Samuel mostrou as fotos. O senhor pareceu não ter reconhecido, apesar de ter feito uma expressão de que talvez tivesse lembrado.
- Não me parecem estranhos, mas como eu disse, não tive muitas ligações pessoais com quase ninguém aqui, era tudo a nível de trabalho. Bem, não posso lhe ajudar mais do que isso.
Samuel avançou na sua busca em saber a ligação da mãe com aquele autor desconhecido e suas histórias. Com muita procura, encontrou duas historinhas de Januário: “A casada e o verdureiro” e “a casada, o verdureiro, e seu amigo”. Eram contos ilustrados com cenas de sexo explícito, palavrões aos montes, pornografia pura. Será mesmo que sua mãe lia isso??? Ele não conseguia imaginar uma mulher que malmente arrotava quando acompanhada de alguém e odiava termos chulos lendo algo do tipo.
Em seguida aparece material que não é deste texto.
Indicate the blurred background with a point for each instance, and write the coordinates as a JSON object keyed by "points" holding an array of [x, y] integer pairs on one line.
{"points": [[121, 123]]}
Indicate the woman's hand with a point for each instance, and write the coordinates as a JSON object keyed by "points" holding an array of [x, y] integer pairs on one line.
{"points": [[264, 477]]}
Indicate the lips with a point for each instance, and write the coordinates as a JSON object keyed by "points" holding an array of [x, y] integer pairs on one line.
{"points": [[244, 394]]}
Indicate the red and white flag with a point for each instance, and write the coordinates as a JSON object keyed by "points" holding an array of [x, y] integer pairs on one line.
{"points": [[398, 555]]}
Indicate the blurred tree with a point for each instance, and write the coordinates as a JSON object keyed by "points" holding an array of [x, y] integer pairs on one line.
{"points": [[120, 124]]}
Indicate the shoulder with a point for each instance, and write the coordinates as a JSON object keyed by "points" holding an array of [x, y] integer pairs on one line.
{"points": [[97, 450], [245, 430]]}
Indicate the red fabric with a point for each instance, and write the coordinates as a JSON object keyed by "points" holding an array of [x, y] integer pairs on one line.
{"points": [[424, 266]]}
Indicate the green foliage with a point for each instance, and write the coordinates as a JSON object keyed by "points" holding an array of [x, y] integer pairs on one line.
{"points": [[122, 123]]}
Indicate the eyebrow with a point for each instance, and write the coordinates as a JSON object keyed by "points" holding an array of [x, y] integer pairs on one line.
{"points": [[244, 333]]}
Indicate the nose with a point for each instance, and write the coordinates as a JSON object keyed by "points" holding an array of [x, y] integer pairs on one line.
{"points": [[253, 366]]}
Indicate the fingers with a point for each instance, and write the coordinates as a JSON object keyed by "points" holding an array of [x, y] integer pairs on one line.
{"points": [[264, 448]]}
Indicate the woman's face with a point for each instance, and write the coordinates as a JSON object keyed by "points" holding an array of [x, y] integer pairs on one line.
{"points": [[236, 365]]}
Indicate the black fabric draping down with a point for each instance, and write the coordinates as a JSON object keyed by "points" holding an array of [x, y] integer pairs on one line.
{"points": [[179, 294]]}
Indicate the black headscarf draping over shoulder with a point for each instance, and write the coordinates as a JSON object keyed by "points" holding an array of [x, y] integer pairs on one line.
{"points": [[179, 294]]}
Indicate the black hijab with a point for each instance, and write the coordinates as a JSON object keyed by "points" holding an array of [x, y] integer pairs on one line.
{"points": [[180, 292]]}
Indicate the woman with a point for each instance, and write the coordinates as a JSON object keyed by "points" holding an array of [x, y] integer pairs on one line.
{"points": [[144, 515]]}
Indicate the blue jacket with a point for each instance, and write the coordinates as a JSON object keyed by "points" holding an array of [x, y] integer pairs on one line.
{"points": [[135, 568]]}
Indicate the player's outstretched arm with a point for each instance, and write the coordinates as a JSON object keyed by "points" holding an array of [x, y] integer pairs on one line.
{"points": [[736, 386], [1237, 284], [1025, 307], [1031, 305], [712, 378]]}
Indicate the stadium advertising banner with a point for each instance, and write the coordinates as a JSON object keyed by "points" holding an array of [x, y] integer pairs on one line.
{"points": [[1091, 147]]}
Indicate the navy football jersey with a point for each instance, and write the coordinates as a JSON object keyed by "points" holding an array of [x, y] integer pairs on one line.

Dona Lourdes conversava sobre coisas do passado, mas não mais tocou no assunto da revista. Os dias avançavam e ela estava mais disposta. Após uma avaliação médica, o quadro estava positivo e brevemente ela recuperaria as funções normais.
Eis que o pai de Samuel passou mal e teve que ser internado para avaliar o que estava havendo. Após exames, foi constatado um tumor na próstata. Ele nunca fez o toque pois pra ele “era coisa de viado”. Precisava de uma cirurgia de emergência e Samuel acompanhou seu velho e doou sangue, caso precisasse. No dia seguinte, o médico o chamou na sala.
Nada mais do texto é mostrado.